The baseline is the error I would get if I simply predicted the historical average sale price for all items.

In [43]:
baseline_preds = test_features[:, feature_list.index('Price')]

# Baseline errors, and display average baseline error
baseline_errors = abs(baseline_preds - 
                      test_labels)
print('Average baseline error: ', round(np.mean(baseline_errors), 2))

Average baseline error:  34.76


### Model training

In [44]:
# Instantiate model with 1000 decision trees
rf = RandomForestRegressor(n_estimators = 1000, random_state = 22)

# Train the model on training data
rf.fit(train_features, train_labels)

RandomForestRegressor(bootstrap=True, criterion='mse', max_depth=None,
                      max_features='auto', max_leaf_nodes=None,
                      min_impurity_decrease=0.0, min_impurity_split=None,
                      min_samples_leaf=1, min_samples_split=2,
                      min_weight_fraction_leaf=0.0, n_estimators=1000,
                      n_jobs=None, oob_score=False, random_state=22, verbose=0,
                      warm_start=False)

### Predicting to the withheld data

In [45]:
predictions = rf.predict(test_features)

# Calculate the absolute errors
errors = abs(predictions - test_labels)

# Print out the mean absolute error (mae)
print('Mean Absolute Error:', round(np.mean(errors), 2), 'dollars.')

Mean Absolute Error: 12.62 dollars.


## Evaluation of model performance

Super, model has run, but is it decent? To check, I'm calculating accuracy by substracting the mean average percentage error (MAPE) from 100.

In [46]:
mape = 100 * (errors / test_labels)
accuracy = 100 - np.mean(mape)
print('Accuracy:', round(accuracy, 2), '%.')

Accuracy: 40.18 %.


This is kind of bad. I'll need to tune, I think..

### Model tuning
I'm saving [this](https://scikit-learn.org/stable/modules/grid_search.html) for later.

### Interpreting results: variable importance

In [47]:
# Get numerical feature importances
importances = list(rf.feature_importances_)

# List of tuples with variable and importance
feature_importances = [(feature, round(importance, 2)) for feature, importance in zip(feature_list, importances)]

# Sort the feature importances by most important first
feature_importances = sorted(feature_importances, key = lambda x: x[1], reverse = True)

# Print out the feature and importances 
[print('Variable: {:20} Importance: {}'.format(*pair)) for pair in feature_importances]

Variable: Category_bras        Importance: 0.56
Variable: Condition_PreOwned   Importance: 0.22
Variable: Brand_Reformation    Importance: 0.05
Variable: Condition_New        Importance: 0.04
Variable: Category_dresses     Importance: 0.04
Variable: Category_tops        Importance: 0.04
Variable: Site_Poshmark        Importance: 0.03
Variable: Price                Importance: 0.01
Variable: Brand_lululemon      Importance: 0.01
Variable: Category_bottoms     Importance: 0.0
Variable: Category_outerwear   Importance: 0.0


[None, None, None, None, None, None, None, None, None, None, None]

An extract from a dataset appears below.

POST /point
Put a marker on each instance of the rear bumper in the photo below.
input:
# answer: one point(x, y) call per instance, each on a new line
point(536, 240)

Er, not much looking great here, but it just tells me I need more data, probably.

### Updated random forest

In [49]:
# New random forest with only the three most important variables
rf_most_important = RandomForestRegressor(n_estimators= 1000, random_state=22)

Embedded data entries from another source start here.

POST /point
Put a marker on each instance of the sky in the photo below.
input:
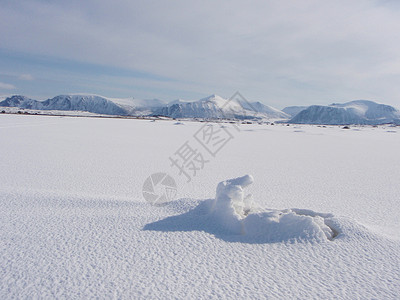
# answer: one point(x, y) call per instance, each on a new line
point(279, 52)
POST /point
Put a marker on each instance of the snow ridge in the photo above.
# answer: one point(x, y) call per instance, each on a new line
point(363, 112)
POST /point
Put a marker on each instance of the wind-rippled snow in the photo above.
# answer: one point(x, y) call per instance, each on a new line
point(74, 224)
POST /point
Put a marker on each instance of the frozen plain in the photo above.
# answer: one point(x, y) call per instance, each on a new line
point(74, 223)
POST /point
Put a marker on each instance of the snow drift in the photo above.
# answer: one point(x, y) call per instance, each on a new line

### EDIT THIS NEXT SECTION
# Extract the two most important features
important_indices = [feature_list.index('Category_bras'), feature_list.index('Condition_PreOwned'), feature_list.index('Brand_Reformation')]
train_important = train_features[:, important_indices]
test_important = test_features[:, important_indices]

# Train the random forest
rf_most_important.fit(train_important, train_labels)

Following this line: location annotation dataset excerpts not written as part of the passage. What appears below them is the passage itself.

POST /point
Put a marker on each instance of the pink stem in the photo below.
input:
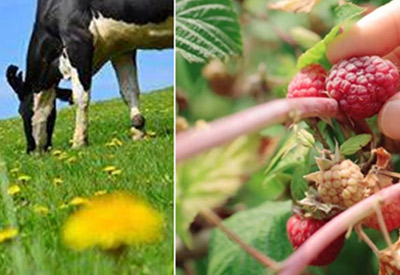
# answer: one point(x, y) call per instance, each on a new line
point(195, 141)
point(298, 261)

# Make predictions and determine the error
predictions = rf_most_important.predict(test_important)

errors = abs(predictions - test_labels)

# Display the performance metrics
print('Mean Absolute Error:', round(np.mean(errors), 2), 'dollars.')

mape = np.mean(100 * (errors / test_labels))

accuracy = 100 - mape

print('Accuracy:', round(accuracy, 2), '%.')

Mean Absolute Error: 13.86 dollars.
Accuracy: 34.68 %.


It's worse! Oh god, it's even worse. Oh dear. Well, I just need more data, this is not surprising, I expected it. Onwards!